The U.S. Army’s FY 2024 Budget Outlook
Published: March 29, 2023
Federal Market AnalysisARMYARMY RESERVE COMMAND (ARMY)BudgetForecasts and SpendingNGB
The Army’s FY 2024 request is barely on the plus side.
The U.S. Army, including the Regular force, the Reserves and National Guard, requested a total of $185.3B in budgetary resources for fiscal year 2024. This represents a slight increase of $400M compared to the $184.9B enacted in FY 2023. Breaking down the request into the major buckets of the budget – Operations and Maintenance, Procurement, and Research, Development, Test and Evaluation – reveals where changes will be felt and what industry might expect in the fiscal year to come.
Operations and Maintenance (O&M)
O&M funding provides the basic resources Army components need to perform their missions. Overall, Army leadership requested $71.9B in O&M funding, which is $2.1B less than the force received in FY 2023.
Referring to the chart below, we can see that the requested O&M budget for the Regular Army is down compared to FY 2023, but still up compared to FY 2022. The funding requested for the Army Reserves and Army National Guard is slightly up by contrast.
In terms of the programs slated to receive the biggest boost, here are the top three for each part of the Army request.
- Base Operations Support - $9.9B
- Force Readiness Operations Support - $7.1B
- Facilities Sustainment, Restoration & Modernization - $5.4B
Army National Guard
- Management and Operational Headquarters - $1.5B
- Base Operations Support - $1.2B
- Aviation Assets - $1.1B
- Echelons Above Brigade - $721M
- Land Forces Operations Support - $708M
- Base Operations Support - $608M
Turning to the funding requested for new acquisitions, the Army asked for a total of $23.8B, which translates into $2.2B less than the funding received in FY 2023.
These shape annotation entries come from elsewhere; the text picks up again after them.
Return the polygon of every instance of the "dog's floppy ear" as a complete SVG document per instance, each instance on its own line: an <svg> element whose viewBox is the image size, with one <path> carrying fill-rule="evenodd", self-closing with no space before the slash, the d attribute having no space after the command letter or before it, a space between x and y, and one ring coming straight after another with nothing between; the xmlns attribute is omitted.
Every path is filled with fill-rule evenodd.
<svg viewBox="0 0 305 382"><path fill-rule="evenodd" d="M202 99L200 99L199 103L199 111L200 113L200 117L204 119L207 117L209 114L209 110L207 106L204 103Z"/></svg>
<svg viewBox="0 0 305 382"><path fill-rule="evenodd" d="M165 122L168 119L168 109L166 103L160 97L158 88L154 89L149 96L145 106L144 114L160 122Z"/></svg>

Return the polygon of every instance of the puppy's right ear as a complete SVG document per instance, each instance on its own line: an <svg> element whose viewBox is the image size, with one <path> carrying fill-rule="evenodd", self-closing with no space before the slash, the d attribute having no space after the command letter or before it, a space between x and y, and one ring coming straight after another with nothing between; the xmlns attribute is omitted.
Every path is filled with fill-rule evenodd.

The Army’s Procurement request is broken down into type of item or service being purchased. As we can see, only the request for missile procurement is positive. The largest category, funding for “Other,” meaning communications, ISR, and electronics, is flat. Since most of our audience is focused on technology, here are the top five programs by requested funding from the “Other” category.
- Combat Communications - $1.4B
- Tactical Vehicles - $1.4B
- Elect Equipment/Tactical Surveillance - $1.2B
- Elect Equipment/Tactical C2 Systems - $623.7M
- Training Equipment - $527.7M
Research, Development, Test, and Evaluation (RDT&E)
Last, but not least, here is a look at the Army’s requested RDT&E funding for FY 2024. It is a mixed bag, being lower than the FY 2023 enacted level, but higher than the funding received in FY 2022.
Here are the top five Army RDT&E programs by budget request. Aviation needs and missiles dominate the request.
- Aviation Advanced Development - $1.5B
- Manned Ground Vehicle - $997M
- Hypersonics Engineering, Manufacture, and Development - $901M
- Lower Tier Air Missile Defense Sensor - $816.7M
- Army Test Ranges and Facilities - $439M
The Army may be receiving a small amount of additional funding in FY 2024, assuming the request passes Congress untouched, which is a big if. Most programs will still see flat or declining budgets in the year to come as any increases go to air and missile systems.